Pragmatic Clinical Trial, Heartline Trial

 

Key Points

  • The Heartline Trial is one of the world’s first randomized virtual trials. It will demonstrate that we can do trials at less cost than a normal trial (about 1% of a normal study). The question is can we pivot from very expensive trials to test cardiovascular drugs to at least a hybrid model that takes the best of what we have learned so far from the Heartline Trial?
  • The Heartline Trial has moved to a new form of information sharing, one that is open source, innovates from without, knowledge flows to and from all via the internet, people can share information, retaining credit for it but sharing it freely. The new way is more collaborative and global. The biggest change is that the patient now has a seat at the table. Providers must now earn the trust of relatively informed and knowledgeable patients through a two-way conversation.
  • The Heartline Trial is a randomized trial of up to 28,000 patients to test whether the new Apple watch (with built-in single lead EKG) can detect new onset atrial fibrillation in participants age 65 and older.
  • Patients were enrolled via an app in this virtual trial. Patients were followed-up online by apps for Patient Reported Outcomes and claims database. The consent form is electronic and approved by a central IRB.
  • Heartline is using direct to patient recruitment and includes real world patients with a broad range of modifiable risk and limited exclusion criteria. The study is enrolling people where they are using social media, such as Facebook ads, twitter influencers, tv ads, interviews with print/electronic news outlets, national tv (an appearance on “The Talk” to discuss the study), targeted advertising, physicians, electronic health records.
  • In this new trial model, we don’t have to track down missing information unless the patient leaves the country. We are empowering the patient and family, who have access to their data. The family can be notified if the patient goes into Afib. There also is no need for an independent clinical event committee to adjudicate events. In the new model we are using ICD-10 codes, not specific to the trial, to find events and lead to lower specificity, more events. In Heartline, patients will be reimbursed for effort to complete patient reported outcomes and interacting with the app.
  • Digital health is upon us, and we want to make sure that technology works for healthcare and that healthcare should not work for technology. Digital health should complement nurses and physicians by putting patients back at the center of trials

 

Discussion Themes

– One of the things you noted is how sticky the app was and the excellent completion rates of the data. To what extent were you observing the methods for providing value to the patients through the app actually changing the observed function? The engagement with the original Apple health study was not good, about 30-40%. In Heartline, the older population engaged much more than I thought they would, 90% engagement initially and fell after a few months to 80-85%. It was achieved because it wasn’t just them answering questions. There was news pushed out about general health. They liked being kept up to date about general medicine and this provided value to them. We asked why are you participating and engaging with the app? They wanted to give back and help others learn something. It’s so important to maintain patients trust and credibility to them.

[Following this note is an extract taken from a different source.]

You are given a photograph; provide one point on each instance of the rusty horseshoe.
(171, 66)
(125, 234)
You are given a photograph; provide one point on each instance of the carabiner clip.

– There are systems in place to ensure equipment used in clinics are reliable. How do you account for the lack of oversight in the remote setting? What kind of trials would this be suitable for? If you are doing biomarker work, patients will have to go to a brick and mortar for that. But for outcomes and others you can do virtually. I think you’ll probably end up with a hybrid model. Consent is one that should be done virtually.